I re-tested the 100A by Renbow in this same review of the high-lifts. . . because I had 2 separate people tell me they had weird lavender-brown deposits….using it. What I immediately thought of , was “of course” . . . Paul Mitchell should be just about at the sabotage point…as Renbow has just recently completely been shut down here in the USA. It now is going to be made in Europe, and then imported in the USA, under a different name ( by law). NAME…but[ that won’t be for a while. I didn’t want to leave many of you high and dry . . . and now I am very VERY confidant I won’t have to. I mean I still have 8 other brands of high-lifts to test. . . and would love to offer an array of high-lifts blonds to all you Crib Colorists to choose from so please watch for this to come to fruition.IMG_1276

In addition to high-lifts and lighteners, with losing the Renbow toners ( which I have never found anything even remotely close) I plan to put together a base line of opaque toners course and then demonstrate to you how to change the colors of the toners in order to reach soft pastels.
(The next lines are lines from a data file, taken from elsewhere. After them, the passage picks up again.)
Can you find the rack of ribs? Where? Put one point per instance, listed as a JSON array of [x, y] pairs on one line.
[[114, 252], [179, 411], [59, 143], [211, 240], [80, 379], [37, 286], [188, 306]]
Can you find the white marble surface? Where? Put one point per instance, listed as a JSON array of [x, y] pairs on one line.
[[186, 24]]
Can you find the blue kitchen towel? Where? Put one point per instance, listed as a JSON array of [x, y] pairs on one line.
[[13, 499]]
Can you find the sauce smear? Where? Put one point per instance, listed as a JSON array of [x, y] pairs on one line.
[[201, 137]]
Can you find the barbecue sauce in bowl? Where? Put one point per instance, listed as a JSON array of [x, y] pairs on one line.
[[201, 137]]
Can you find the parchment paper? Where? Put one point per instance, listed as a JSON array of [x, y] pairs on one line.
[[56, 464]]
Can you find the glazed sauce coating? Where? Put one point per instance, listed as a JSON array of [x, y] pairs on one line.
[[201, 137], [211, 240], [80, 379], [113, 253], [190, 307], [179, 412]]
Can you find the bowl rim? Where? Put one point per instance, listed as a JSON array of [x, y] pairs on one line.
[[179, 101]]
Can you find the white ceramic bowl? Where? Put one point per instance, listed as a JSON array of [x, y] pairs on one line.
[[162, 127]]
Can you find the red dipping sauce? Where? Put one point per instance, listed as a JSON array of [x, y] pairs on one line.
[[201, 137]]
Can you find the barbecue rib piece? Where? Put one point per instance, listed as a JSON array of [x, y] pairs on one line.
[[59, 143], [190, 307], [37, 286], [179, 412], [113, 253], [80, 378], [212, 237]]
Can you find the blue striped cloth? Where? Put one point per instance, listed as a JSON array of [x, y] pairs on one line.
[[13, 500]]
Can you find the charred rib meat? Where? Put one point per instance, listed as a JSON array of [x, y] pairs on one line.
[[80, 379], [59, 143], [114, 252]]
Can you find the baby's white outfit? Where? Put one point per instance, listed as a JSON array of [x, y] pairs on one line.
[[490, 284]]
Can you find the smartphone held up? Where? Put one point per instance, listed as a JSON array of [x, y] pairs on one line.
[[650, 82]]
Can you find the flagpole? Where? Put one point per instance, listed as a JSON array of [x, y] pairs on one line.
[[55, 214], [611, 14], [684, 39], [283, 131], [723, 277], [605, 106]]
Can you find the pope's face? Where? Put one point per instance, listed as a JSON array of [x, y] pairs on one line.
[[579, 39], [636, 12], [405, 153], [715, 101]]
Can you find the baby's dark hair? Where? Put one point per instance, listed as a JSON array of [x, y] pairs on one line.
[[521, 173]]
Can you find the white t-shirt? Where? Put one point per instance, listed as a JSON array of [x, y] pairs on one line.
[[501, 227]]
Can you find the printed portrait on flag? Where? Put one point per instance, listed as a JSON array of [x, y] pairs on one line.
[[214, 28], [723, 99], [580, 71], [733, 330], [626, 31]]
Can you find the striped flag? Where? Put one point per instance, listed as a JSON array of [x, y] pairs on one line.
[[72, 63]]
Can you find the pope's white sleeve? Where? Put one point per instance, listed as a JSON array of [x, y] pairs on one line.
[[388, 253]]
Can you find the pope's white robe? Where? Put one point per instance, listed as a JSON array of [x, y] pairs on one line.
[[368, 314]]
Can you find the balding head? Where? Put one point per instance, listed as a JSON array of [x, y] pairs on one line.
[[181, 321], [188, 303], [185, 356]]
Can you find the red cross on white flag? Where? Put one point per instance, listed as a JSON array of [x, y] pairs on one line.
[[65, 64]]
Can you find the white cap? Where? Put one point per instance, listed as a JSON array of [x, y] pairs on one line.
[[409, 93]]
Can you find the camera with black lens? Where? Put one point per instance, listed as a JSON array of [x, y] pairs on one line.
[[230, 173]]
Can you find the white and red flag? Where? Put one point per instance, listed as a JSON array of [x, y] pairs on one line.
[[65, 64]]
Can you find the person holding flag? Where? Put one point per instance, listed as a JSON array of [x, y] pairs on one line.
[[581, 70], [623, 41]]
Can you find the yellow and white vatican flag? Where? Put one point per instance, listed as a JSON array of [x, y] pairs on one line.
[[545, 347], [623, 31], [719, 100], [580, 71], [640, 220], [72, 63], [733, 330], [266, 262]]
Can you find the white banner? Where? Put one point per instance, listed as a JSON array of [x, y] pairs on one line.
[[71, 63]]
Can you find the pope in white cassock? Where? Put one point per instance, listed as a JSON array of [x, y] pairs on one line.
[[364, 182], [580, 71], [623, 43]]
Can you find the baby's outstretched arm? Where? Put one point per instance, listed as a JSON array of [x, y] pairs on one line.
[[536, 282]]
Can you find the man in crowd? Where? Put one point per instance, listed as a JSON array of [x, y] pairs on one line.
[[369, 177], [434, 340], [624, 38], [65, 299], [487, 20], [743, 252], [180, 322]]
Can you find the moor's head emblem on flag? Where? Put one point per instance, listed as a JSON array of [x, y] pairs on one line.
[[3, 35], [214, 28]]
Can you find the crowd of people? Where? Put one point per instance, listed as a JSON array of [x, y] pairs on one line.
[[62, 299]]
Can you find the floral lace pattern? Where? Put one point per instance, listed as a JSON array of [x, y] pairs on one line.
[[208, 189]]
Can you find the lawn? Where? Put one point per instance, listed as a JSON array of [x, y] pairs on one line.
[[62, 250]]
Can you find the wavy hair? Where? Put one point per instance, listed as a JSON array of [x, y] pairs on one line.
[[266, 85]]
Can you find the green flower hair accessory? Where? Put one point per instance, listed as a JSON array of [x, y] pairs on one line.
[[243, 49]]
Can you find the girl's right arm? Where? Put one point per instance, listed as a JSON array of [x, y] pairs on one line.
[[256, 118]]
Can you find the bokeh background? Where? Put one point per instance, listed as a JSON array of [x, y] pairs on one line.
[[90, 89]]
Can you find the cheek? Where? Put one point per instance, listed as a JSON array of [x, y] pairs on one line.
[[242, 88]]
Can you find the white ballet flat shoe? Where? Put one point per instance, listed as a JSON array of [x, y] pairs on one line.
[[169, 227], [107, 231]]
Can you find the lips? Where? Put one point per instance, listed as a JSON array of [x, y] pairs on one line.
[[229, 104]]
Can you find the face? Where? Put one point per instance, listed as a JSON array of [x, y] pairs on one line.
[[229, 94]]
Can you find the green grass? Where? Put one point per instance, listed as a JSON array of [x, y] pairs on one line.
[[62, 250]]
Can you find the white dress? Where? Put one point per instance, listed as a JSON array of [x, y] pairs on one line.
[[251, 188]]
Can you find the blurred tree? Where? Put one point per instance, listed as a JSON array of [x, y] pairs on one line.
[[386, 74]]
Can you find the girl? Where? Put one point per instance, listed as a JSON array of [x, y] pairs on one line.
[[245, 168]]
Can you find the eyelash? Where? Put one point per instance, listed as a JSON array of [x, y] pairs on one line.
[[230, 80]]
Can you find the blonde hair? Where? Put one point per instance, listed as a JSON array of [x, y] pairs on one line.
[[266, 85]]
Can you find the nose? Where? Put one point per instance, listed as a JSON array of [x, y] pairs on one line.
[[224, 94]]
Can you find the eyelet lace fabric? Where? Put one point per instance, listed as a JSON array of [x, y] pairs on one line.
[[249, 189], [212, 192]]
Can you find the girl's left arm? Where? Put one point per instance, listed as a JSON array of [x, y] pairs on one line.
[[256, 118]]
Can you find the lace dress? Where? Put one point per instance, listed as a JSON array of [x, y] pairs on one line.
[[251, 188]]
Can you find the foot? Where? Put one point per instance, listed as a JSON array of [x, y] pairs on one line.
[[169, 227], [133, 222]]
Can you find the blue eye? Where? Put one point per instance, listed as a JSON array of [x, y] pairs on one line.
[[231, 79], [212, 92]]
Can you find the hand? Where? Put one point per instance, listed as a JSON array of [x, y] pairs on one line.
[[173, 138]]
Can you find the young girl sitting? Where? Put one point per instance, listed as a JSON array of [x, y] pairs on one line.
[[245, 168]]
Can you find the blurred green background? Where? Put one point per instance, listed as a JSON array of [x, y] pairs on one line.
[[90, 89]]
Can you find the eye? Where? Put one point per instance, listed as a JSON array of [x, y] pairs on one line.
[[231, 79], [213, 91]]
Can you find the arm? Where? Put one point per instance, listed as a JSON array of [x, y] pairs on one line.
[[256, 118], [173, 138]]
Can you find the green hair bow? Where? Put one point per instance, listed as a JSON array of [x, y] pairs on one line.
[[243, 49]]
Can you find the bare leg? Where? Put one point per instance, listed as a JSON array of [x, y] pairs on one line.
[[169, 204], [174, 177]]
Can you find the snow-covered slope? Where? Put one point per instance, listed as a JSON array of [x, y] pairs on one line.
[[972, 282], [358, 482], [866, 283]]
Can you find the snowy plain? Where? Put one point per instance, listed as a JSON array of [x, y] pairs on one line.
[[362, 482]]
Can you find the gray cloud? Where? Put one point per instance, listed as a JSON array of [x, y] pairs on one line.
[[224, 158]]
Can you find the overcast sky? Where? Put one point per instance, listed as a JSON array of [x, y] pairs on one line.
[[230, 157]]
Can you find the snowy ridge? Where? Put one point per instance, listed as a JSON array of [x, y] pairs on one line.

It really is not that hard. Just comes with experience….which luckily YOU don’t need. . . because I have it - - - for you!

Matrix brought back its line of 4 opaque toners for blond’s I used to use and love so that is a great start.. I will also demonstrate the fairly simple technique of making an apricot-rose toner ‘from’ these toners as a base provided there is some interest for them. Soft Silver, Soft Raspberry, Ice Blue – All coming up in the future days and weeks of the NEW HIGHLIFT series.

NEW ADDITION TO THIS POST :

Please check out the store, I have completed all the lines of testing highlifts from some 20 lines of hair color.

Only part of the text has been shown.